Grath stands there. Still damp in places. Shirt clinging. Hair pushed back from his face. He's cleaned the beer explosion.Reorganized the prep station. Even washed the dishes I'd abandoned earlier.
"You didn't have to do all that."
"Wanted to help."
I step inside. The door swings shut behind me. Suddenly the space feels smaller. Warmer. The overhead light casts harsh shadows across his face. Makes his eyes darker.
"So." My voice comes out too bright. Too sharp. "We should talk. Like you said. About. Whatever this is."
Smooth, Maris. Very articulate.
He watches me. That steady, patient gaze. "You're nervous."
"I'm not nervous."
"Your hands."
I look down. I'm twisting the dish towel into knots. I drop it. Force my fingers to still.
"Okay. Maybe a little nervous."
"Why?"
Because this is insane. Because I don't do this. Don't fall for people in days instead of months. Don't let strange orc men into my café and my life and the space behind my carefully constructed walls.
Because you scare me.
I don't say any of that.
"I don't know what this is. What you want. What I want." The words tumble out. Clumsy. "You're. I mean. We barely know each other. This whole thing is ridiculous. The timing's terrible. The circumstances are worse. And yet."

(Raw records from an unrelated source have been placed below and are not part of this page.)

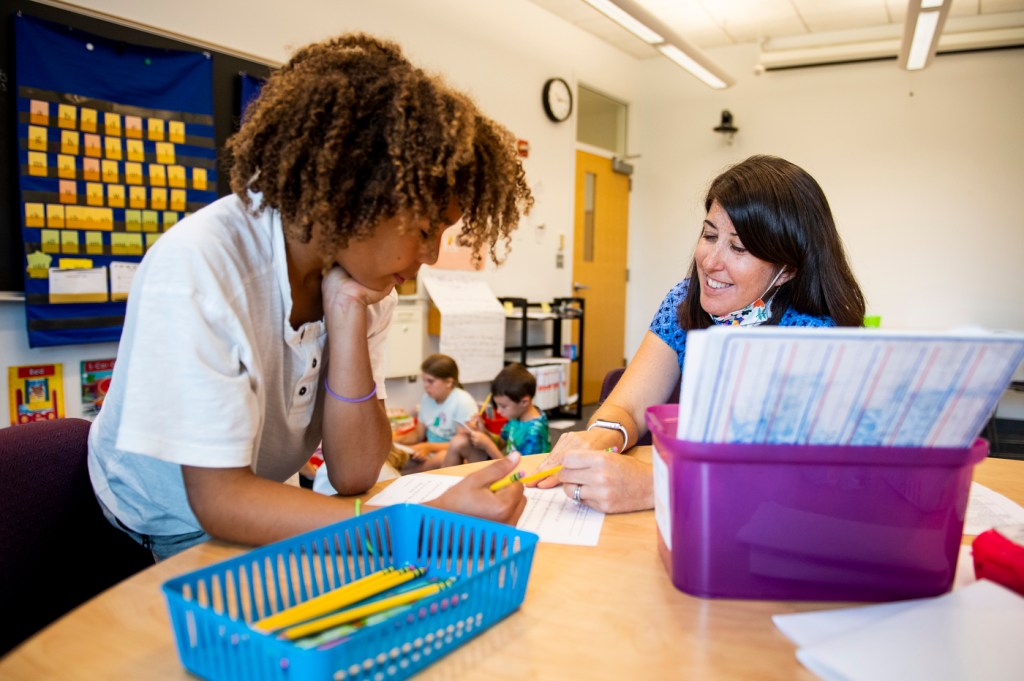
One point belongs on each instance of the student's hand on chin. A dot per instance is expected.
(338, 287)
(473, 495)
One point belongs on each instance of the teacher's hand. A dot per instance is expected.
(473, 495)
(607, 481)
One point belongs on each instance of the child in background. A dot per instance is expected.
(443, 406)
(526, 430)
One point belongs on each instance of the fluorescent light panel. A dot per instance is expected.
(691, 65)
(627, 20)
(924, 36)
(637, 20)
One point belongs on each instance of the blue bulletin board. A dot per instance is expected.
(109, 135)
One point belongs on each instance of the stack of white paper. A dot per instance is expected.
(843, 386)
(971, 633)
(472, 322)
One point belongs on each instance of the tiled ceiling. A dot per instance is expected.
(710, 24)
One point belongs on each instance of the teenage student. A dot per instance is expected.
(443, 406)
(525, 432)
(255, 328)
(768, 254)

"And yet." He takes a step closer. Just one. Testing. "You feel it too."
Not a question. A statement.
I could lie. Deflect. Make a joke and dodge the truth like I always do.
Instead I lock with his eyes. "Yeah. I feel it too."
The air shifts. Charges. Like static before lightning.
"What do we do about it?" His voice drops lower. Rough.
"I don't know."
"Yes you do."
He's close enough now that I have to tilt my head back to hold his gaze. Close enough that I can smell him. Salt and metal and something earthier underneath. Close enough that the heat radiating off his skin makes my pulse skip.
"This is a bad idea." The words taste like ash on my tongue. Like warning. Like prophecy I'm too far gone to heed.
"Probably." His voice is gravel and smoke. Agreement that sounds nothing like surrender.
My fingers curl tighter in his shirt. The fabric bunches beneath my knuckles, rough cotton holding me to this moment, this madness. "Terrible timing."
"Yeah." The single syllable rumbles through his chest into mine. He doesn't pull away. Doesn't stop the slow drag of his thumb across my cheekbone, tracing the arch of bone like he's memorizing the geography of my face.
Heat pools low in my belly. Spreads outward like spilled wine. Like blood in water.